Leave a book like this lying around, and you're sure to get reactions.
On one hand, my twelve-year-old son loved the title of this book, Hell Is Real (But I Hate to Admit It). "That title tells the truth," he said. On the other hand, I was turned off. It sounded like a grudging acknowledgement of the reality of hell. As Kevin DeYoung puts it, it's okay in a sense to admit that we don't like hell, but we need to guard against grudgingly accepting what God has revealed about himself.
It turns out I was wrong about this book and its title. It's not a book about grudgingly accepting the reality of hell. It's a book that recognizes that hell is real, and that confronts us with our tendency to try and pretend that it's not.
The book is written by Brian Jones, pastor of Christ's Church of the Valley near Philadelphia. While on a spiritual retreat, Jones became convicted about his lack of belief and teaching on hell. He spent the next five hours reading the New Testament, discovering:
…hell is not an ambiguous topic supported by a few hard-to-understand passages.
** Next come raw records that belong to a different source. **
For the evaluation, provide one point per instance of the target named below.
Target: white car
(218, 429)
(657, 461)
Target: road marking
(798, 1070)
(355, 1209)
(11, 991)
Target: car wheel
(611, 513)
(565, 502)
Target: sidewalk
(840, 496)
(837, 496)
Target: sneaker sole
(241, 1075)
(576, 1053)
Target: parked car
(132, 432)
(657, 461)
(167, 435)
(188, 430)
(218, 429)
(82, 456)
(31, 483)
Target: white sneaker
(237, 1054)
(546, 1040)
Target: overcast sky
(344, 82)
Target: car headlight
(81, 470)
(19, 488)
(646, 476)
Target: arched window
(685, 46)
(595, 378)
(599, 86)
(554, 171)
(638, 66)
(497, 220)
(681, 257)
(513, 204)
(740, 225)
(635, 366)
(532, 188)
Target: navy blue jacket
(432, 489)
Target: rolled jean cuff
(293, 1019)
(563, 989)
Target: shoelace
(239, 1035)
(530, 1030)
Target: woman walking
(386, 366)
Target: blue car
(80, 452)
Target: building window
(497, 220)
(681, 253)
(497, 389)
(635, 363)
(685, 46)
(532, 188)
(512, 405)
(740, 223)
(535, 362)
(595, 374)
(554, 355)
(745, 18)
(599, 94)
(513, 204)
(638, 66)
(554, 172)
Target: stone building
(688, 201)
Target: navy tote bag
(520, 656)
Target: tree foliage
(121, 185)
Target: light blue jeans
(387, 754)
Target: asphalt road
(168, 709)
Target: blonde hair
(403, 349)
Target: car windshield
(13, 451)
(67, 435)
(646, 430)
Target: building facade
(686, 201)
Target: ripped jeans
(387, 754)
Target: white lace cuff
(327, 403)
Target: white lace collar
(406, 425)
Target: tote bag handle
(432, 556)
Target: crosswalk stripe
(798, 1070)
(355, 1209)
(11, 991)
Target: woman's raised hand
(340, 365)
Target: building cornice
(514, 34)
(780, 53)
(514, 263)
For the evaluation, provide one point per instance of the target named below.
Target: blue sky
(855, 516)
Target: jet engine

It is inescapable: Virtually every book in the New Testament underscores the reality of hell. Jesus taught it; Paul, Peter, and every early church leader taught it, but I wasn't teaching it. I realized that I had a decision to make. Could I discount what Jesus taught on hell if I based my belief in heaven on similar passages in the same books?
Jones returned to his church and repented before his congregation and asked for their forgiveness. "Hell is real," he writes. "Deciding whether or not hell exists isn't an intellectual exercise; it's a matter of eternal life and death."
Jones tackles a number of important areas in this book. First, he covers the biblical teaching, and answers some common questions and objections. Second, he talks about our own struggles to deal with the reality of hell and act accordingly. He does this with a sense of urgency. Finally, he gives us practical encouragement on how to share the gospel appropriately. This is a book that's informative, passionate, and practical all at once.
Jones is a skillful writer. He somehow manages to make a book on hell enjoyable to read.
One note: There were a number of books that came out last year in reaction to Rob Bell's book Love Wins, such as Erasing Hell, Christ Alone, and God Wins. While I'm grateful for the books that were written in reaction to Bell's book, I'm also grateful for this book that deals with the topic without even referencing Bell. There's a place for both kinds of books.
Before the entire controversy last year, my son encouraged me to preach about hell. "We don't hear enough about it," he said. I agree. The subject of hell isn't a comfortable one, but it's important. This book reminds us of its importance, and does a good job of encouraging us to live accordingly.